İçimizdeki Şeytan'da Ömer'in,
Macide ile ilk tanıştığı sıralarda Balıkpazarı'na yaptığı gezinti tıpkı bir korku filmi başlamadan önce çalınan
fon müziği gibi, onun iç dünyasını, kişiliğini ve gelecekte onu bekleyen müphem
tehlikeleri sezdirmektedir;
‘’ ... Balıkpazarına yürüdü. Dar
sokaklarda arabalar, hamallar birbirine sürtünerek geçiyordu. Yaz kış çamurlu
olan dar yaya kaldırımında muvazenesini kaybetmemeye çalışarak yürüyordu. Biraz
sonra Yaş iskelesine geldi. Demir kanatlı pencereleri yarı açık duran esmer,
dümdüz taş binalar, ihsanı aralarında ezecek kadar birbirine yakındı. Her
dükkanın önünde sokağın kenarındaki su yoluna doğru uzanan kirli yağ
sızıntıları vardı. İnsanın burun deliklerini yapışkan bir koku sarıyor ve
yakındaki durgun denizden bu sokaklara pis ve rutubetli bir hava katıyordu. (İŞ.,s.
93)
İçimizdeki Şeytan romanından
alınan yukarıdaki metinde görülen "dar sokaklar", "yaz kış
çamurlu dar yaya kaldırımlar ", "demir kanatlı pencereler",
"esmer dümdüz taş binalar", "kirli yağ" sızıntılarının
aktığı su yolu, insanı taciz eden yapışkan koku, "durgun deniz" ve
rutubetli hava ibareleriyle tavsif edilen mekân, gerçekten insanda, onu ezecek,
yutup yok edecek bir vehim uyandırır. Zaten Ömer "hayat beni sıkıyor (..)

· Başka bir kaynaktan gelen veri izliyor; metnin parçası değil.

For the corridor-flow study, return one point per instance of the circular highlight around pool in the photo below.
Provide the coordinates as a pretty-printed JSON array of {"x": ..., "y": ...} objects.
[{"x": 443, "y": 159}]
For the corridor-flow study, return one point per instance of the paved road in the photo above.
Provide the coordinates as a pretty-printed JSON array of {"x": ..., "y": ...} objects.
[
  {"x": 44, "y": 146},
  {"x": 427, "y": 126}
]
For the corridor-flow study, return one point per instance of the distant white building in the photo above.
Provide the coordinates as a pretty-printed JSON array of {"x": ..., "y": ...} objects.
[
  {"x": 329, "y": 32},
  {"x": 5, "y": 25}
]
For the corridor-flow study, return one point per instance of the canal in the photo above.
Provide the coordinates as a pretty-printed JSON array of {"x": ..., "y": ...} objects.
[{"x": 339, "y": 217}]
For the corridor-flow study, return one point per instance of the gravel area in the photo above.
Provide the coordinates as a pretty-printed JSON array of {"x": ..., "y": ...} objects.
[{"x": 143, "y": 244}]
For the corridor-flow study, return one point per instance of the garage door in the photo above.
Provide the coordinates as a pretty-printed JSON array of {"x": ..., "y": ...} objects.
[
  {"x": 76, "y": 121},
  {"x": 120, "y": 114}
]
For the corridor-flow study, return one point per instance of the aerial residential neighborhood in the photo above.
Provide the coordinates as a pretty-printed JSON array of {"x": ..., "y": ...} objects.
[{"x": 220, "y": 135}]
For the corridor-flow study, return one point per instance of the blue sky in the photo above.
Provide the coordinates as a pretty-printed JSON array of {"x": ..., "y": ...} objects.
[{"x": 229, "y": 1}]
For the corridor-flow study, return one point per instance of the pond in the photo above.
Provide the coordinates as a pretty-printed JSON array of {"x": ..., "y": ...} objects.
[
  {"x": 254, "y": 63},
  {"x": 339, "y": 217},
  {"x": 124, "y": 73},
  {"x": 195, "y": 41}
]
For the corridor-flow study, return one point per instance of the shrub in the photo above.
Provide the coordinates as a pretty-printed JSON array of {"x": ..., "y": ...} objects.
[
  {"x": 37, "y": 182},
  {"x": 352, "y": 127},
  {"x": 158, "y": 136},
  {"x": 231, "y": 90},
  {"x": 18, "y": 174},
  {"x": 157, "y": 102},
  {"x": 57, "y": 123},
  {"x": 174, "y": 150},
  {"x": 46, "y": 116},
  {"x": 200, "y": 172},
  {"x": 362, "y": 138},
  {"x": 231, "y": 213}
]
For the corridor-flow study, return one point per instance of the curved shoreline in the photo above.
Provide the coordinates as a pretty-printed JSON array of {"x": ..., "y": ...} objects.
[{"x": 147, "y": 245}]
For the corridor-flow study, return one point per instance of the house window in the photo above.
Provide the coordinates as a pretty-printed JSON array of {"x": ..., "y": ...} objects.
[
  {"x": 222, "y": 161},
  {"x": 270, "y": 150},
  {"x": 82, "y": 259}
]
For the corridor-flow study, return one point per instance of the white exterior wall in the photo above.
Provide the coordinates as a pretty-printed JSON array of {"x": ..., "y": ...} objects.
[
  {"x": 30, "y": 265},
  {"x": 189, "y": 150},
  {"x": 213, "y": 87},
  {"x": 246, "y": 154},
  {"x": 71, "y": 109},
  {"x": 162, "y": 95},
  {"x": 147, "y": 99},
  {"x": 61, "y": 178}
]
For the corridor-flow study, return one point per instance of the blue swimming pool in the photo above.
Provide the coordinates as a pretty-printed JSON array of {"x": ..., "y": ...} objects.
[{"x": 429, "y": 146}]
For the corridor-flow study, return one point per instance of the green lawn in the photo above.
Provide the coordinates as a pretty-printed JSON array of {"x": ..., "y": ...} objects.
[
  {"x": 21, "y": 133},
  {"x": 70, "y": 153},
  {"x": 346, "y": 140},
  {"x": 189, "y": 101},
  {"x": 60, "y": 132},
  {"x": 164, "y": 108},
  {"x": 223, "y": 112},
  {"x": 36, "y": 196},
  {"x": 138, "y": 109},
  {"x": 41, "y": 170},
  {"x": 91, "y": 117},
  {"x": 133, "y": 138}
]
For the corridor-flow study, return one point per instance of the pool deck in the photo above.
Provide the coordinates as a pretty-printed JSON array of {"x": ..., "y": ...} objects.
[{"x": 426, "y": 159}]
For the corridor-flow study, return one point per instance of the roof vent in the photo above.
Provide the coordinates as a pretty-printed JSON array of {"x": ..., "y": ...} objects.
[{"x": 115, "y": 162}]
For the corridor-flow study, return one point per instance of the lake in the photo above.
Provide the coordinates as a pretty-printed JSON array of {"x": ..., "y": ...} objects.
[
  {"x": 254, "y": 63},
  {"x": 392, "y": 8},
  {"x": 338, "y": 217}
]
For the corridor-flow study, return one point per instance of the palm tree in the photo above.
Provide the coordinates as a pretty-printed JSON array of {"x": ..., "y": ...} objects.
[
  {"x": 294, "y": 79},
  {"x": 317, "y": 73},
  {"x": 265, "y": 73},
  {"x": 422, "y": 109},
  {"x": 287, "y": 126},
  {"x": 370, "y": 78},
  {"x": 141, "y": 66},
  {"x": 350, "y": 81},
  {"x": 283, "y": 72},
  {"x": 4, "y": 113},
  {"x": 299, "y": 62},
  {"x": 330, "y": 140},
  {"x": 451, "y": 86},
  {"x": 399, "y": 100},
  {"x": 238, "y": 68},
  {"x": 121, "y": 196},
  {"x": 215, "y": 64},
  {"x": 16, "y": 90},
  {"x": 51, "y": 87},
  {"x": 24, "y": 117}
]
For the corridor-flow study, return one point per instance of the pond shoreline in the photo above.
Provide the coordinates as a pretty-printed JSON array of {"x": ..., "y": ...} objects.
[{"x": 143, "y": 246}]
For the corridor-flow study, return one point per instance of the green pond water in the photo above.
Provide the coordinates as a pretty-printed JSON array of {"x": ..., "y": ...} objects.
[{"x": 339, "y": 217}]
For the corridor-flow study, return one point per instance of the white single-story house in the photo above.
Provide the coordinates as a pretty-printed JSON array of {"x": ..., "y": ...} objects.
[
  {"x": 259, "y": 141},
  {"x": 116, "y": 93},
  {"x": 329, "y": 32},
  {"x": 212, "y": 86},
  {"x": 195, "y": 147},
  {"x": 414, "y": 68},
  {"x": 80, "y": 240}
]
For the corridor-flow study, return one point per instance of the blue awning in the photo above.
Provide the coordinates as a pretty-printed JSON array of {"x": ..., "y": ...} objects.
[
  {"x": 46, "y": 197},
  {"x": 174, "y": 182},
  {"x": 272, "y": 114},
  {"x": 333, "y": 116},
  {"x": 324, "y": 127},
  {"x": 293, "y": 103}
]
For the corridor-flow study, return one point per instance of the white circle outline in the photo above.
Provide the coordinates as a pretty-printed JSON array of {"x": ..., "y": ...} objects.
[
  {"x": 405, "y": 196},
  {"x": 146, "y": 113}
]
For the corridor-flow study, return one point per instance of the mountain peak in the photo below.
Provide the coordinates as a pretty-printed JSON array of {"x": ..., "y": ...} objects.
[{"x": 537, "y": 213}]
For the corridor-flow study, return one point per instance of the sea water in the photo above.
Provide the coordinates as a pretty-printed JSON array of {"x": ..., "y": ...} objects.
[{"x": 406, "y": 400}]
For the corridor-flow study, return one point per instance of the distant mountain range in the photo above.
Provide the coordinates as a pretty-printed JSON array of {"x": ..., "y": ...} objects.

Her şey beni sıkıyor" (İŞ.,s.12) diyen ve hayattan hemen hiç bir
beklentisi, ümidi olmayan zavallı bir insandır. Böyle birinin, dış dünyayı daha
farklı görmesi doğrusu pek beklenemez de.. Sabahattin Ai burada, kahramanın ruh
halini doğrudan tasvir etmek yerine, mekâna has ifadelerle dolaylı bir anlatımı
yeğlemiş ve çok az sanatkarda görülen bir ustalıkla mekân-insan ilişkisini yakalamayı başarmıştır.
İçimizdeki Şeytan romanının diğer
bölümlerinde de mekâna ait ifadelere (Ömeri’n kaldığı pansiyon ve bekar odası
tanıtılırken (s. 135-136), Galip amcanın işyeri gezilirken (s.93-94) vs. gibi rastlamak
mümkündür. Fakat karşımıza hep insanı ezen, onun kendisi ve dünya ile
çıkmazlığını yansıtan/simgeleyen labiret
temalı dar mekânlar çıkar.
Bu yüzden İçimizdeki Şeytan romanında
roman kahramanları, bu dar ve ezici mekânlardan kır hayatına, tabii bir hayata
ve daha geniş bir hayata kaçmayı arzu ederler.